1. The Company's software developers in Ashburn, Virginia sign into a Jenkins build server and schedule a build action to perform the compilation process. The Jenkins build server also performs a nightly build action.

2. The Jenkins build server retrieves the latest version of the source code from the Company's software repository and, if needed, from a source code repository for AOSP.

3. The build server performs a compilation process using AOSP compilation tools such as gcc, Jack, Proguard and Python to compile the source code into object code for each relevant platform on Android ARM 32-bit CPU and ARM 64-bit CPU.

4. The Company's software developers perform work to address any incompatibilities or errors that emerge during compilation. If needed, they verify or rectify the source code, and may re-perform steps 1 through 3.

Compiling the source code into executable object code for the Server Software involves the following steps:

1. The Company's software developers in Ashburn, Virginia sign into the Jenkins build server and schedule a build action to perform the compilation process. The Jenkins build server also performs a nightly build action.

2. The Jenkins build server retrieves the latest version of the source code from the Company's software repository.

3. The build server performs a compilation process using a Scala build tool or Java compiler for the Linux platform to compile the source code into object code.
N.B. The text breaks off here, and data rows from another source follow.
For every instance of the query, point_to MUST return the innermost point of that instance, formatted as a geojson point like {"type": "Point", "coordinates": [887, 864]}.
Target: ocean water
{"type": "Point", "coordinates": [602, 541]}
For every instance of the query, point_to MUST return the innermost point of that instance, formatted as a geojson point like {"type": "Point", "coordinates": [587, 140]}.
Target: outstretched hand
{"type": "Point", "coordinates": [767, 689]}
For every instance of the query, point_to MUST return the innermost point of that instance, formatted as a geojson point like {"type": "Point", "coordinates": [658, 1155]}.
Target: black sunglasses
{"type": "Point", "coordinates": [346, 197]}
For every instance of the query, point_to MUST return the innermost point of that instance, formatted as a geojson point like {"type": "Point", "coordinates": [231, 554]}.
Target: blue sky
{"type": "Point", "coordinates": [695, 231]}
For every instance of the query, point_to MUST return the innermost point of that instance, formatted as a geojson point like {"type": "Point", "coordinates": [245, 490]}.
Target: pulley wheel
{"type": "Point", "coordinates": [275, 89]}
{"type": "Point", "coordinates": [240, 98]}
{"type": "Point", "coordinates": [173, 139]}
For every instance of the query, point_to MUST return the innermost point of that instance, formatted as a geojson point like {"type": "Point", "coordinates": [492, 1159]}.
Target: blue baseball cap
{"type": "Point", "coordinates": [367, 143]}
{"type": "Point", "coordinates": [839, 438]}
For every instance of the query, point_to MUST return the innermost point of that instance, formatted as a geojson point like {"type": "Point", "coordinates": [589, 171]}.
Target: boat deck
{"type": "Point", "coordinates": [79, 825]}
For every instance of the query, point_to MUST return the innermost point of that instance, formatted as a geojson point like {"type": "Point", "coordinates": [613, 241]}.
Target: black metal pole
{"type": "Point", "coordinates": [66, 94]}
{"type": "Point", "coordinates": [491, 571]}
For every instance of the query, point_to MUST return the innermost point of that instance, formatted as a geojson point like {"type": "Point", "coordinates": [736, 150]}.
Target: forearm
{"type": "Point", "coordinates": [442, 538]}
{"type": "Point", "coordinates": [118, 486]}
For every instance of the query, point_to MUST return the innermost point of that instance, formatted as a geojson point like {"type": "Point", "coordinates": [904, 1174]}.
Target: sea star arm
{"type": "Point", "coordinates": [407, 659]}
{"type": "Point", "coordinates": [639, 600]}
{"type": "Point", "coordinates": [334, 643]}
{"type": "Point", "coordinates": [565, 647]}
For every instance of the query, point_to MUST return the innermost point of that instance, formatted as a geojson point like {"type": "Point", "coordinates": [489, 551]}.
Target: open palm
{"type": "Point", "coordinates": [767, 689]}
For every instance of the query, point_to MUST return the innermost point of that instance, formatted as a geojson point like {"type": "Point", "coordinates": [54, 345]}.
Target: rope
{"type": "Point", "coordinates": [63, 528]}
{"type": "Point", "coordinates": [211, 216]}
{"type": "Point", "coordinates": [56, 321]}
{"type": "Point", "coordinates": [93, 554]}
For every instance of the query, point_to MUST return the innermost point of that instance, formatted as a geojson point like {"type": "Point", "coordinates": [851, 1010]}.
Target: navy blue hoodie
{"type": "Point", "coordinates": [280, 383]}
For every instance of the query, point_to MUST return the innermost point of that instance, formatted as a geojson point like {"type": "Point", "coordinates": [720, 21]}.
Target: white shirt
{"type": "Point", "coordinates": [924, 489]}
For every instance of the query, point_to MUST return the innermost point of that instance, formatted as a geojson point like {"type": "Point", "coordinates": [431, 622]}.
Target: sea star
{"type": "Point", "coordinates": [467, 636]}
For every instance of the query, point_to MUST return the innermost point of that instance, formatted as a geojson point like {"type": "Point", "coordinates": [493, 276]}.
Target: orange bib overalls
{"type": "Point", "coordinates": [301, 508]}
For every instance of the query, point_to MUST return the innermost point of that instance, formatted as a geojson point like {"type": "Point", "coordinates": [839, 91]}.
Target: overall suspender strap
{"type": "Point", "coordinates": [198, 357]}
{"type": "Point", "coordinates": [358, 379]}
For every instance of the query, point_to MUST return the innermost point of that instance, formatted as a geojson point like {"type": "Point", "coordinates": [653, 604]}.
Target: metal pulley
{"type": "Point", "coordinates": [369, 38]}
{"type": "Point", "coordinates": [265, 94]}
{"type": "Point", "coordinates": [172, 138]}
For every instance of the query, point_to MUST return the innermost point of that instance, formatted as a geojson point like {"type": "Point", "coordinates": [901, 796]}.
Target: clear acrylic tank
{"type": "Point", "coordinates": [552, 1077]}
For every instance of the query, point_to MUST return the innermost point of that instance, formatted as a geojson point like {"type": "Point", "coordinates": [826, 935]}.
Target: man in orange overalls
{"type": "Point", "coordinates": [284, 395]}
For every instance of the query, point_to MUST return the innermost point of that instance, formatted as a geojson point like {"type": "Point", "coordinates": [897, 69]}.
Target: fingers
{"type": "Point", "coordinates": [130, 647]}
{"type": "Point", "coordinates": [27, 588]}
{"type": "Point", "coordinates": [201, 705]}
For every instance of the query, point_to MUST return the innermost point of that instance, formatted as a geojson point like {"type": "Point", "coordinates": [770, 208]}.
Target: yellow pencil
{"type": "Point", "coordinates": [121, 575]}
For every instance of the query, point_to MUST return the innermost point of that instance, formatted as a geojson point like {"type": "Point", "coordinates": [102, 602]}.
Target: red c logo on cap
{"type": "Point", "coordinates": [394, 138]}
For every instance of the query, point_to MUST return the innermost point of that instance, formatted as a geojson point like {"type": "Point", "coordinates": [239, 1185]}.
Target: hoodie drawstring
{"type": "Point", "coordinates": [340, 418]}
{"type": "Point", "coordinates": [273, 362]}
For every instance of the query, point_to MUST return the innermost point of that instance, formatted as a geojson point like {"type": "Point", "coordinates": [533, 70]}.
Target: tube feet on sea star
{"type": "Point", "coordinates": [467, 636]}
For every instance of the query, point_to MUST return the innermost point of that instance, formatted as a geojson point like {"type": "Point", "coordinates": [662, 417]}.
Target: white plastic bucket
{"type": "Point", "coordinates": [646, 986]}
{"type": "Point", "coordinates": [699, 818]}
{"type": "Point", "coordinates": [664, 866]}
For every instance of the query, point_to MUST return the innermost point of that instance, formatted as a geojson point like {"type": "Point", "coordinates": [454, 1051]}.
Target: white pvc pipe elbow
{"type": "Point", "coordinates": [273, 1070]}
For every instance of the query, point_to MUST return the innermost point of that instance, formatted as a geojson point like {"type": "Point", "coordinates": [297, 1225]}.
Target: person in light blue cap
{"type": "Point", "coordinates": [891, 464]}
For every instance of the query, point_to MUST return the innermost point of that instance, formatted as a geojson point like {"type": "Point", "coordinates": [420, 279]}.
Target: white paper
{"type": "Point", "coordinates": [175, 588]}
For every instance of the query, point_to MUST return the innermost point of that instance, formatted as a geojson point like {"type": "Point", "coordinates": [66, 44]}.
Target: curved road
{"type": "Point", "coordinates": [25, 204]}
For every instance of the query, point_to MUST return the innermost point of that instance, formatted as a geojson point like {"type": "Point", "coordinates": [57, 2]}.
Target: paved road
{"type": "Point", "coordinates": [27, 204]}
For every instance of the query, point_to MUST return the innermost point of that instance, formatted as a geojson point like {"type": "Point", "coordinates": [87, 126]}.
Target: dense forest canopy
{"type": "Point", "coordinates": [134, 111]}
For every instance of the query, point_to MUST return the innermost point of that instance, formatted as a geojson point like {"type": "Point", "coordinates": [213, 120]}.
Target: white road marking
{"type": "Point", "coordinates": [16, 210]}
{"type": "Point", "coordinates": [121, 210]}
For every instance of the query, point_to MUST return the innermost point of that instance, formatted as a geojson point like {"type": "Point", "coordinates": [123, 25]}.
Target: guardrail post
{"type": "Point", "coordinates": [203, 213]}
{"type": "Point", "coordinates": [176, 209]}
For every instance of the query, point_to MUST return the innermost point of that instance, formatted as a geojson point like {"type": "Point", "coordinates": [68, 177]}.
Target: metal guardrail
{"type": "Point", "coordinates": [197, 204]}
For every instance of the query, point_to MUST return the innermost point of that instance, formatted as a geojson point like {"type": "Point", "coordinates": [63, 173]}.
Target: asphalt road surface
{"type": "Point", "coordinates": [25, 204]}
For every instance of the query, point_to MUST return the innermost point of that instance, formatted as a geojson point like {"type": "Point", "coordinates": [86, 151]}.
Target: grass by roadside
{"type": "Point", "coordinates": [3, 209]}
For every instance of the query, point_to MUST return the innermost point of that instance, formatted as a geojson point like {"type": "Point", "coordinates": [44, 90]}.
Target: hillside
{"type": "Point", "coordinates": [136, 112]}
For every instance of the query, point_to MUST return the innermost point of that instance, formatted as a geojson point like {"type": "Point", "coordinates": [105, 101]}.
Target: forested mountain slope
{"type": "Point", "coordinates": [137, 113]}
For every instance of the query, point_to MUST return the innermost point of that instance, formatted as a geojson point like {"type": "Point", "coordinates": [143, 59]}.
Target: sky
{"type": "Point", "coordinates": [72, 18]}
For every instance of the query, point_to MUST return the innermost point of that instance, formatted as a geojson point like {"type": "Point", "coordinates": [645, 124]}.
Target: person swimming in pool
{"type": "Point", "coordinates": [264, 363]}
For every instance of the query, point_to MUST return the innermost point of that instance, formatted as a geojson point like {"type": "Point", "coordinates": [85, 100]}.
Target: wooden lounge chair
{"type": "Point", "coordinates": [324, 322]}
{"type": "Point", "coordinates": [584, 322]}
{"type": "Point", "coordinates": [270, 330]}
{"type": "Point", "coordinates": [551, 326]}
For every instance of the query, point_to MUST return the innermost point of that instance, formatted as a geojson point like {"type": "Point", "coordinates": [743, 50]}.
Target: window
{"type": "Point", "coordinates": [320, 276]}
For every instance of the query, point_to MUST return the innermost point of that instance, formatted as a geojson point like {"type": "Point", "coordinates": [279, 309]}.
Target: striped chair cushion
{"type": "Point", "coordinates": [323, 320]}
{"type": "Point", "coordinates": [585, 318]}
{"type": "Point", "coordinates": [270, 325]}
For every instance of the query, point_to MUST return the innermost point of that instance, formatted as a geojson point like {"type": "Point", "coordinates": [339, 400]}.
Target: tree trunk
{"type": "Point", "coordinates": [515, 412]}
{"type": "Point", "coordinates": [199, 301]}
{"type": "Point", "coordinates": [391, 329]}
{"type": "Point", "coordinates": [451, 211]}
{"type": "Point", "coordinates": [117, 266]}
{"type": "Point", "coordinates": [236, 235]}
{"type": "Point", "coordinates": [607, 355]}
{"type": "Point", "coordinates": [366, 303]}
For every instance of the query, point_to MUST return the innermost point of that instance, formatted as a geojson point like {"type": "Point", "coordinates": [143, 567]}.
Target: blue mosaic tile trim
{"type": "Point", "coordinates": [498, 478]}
4. The build server transcodes and minifies [2] Javascript using a Grunt compiler.

5. The Company's software developers perform work to address any incompatibilities or errors that emerge during compilation. If needed, they verify or rectify the source code, and may re-perform steps 1 through 4.

As a final step, CIS Secure Computing will deliver the finished software to the purchaser. For the Mobile Device Software, the Company will load the object code onto mobile devices at its offices in Ashburn, Virginia. Then the Company will provide the mobile devices with the object code to the purchaser.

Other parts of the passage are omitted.